Zapytany o swoją charakterystykę piłkarską, odpowiedział: “Lubię grać jako prawy skrzydłowy – w Catanii zawsze grałem na skrzydle, stąd też przywykłem już do tej roli. Nie jest jednak powiedziane, że w Juve będę pełnił taką samą, bo o tym już zadecyduje trener. Lubię grać piłką, ale kiedy nie mam jej przy nodze, również sporo biegam i staram się wyjść na pozycję. To, nad czym muszę pracować, to właśnie gra bez piłki i szybsze podania, bo nieraz trenerzy zwracają mi uwagę, że za długo przetrzymuję piłkę i że powinienem szybciej ją oddawać. Kiedy jednak dołączasz do Juventusu, jasne jest, że musisz być coraz lepszy, więc i ja taki będę“.
Ważną jednak sprawą jest zdobycie zaufania trenera. “Nie dośrodkowuję zbyt często w pole karne, ale jeśli gra się o boku piłkarzy pokroju Amauriego, Diego czy Del Piero, wszystko staje się łatwiejsze i można sprawniej rozgrywać piłkę. Znacie jednak dobrze Del Neriego, on lubi grać skrzydłowymi, więc jestem do jego dyspozycji i będę robił to, czego będzie ode mnie oczekiwał. Rzecz w tym, że najpierw muszę jednak zapracować na to, by w ogóle chciał wypuścić mnie na boisko“.

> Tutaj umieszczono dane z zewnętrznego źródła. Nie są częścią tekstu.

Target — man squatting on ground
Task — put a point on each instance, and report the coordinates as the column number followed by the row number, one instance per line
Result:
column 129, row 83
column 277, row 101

Catania, w której grał niedawno Martinez, dzięki bramce zdobytej przez niego wywiozła z Turynu zwycięstwo 2:1. “Pamiętam ten mecz, strzeliłem gola z karnego, ale nigdy nie przypuszczałem, że któregoś dnia sam zagram dla Juventusu. Lazio? O tym już proszę rozmawiać z moim agentem. Zawsze prowadzone są rozmowy, toczą się negocjacje. Muszę podziękować Lazio za zainteresowanie moją osobą, bo już od jakiegoś czasu starali się mnie pozyskać. Podjąłem jednak decyzję o przejściu do Juve, bo postrzegam ten klub jako bardzo prestiżowy, w którym chcę się rozwijać jako piłkarz“.
Zapytany na koniec o swój przydomek, wyjaśnił: “Kiedy byłem dzieciakiem, miałem kilka par butów marki ‘Malaka’. Były paskudne, ale zawsze w nich strzelałem, więc ktoś w końcu nazwał mnie ‘Malaka’“.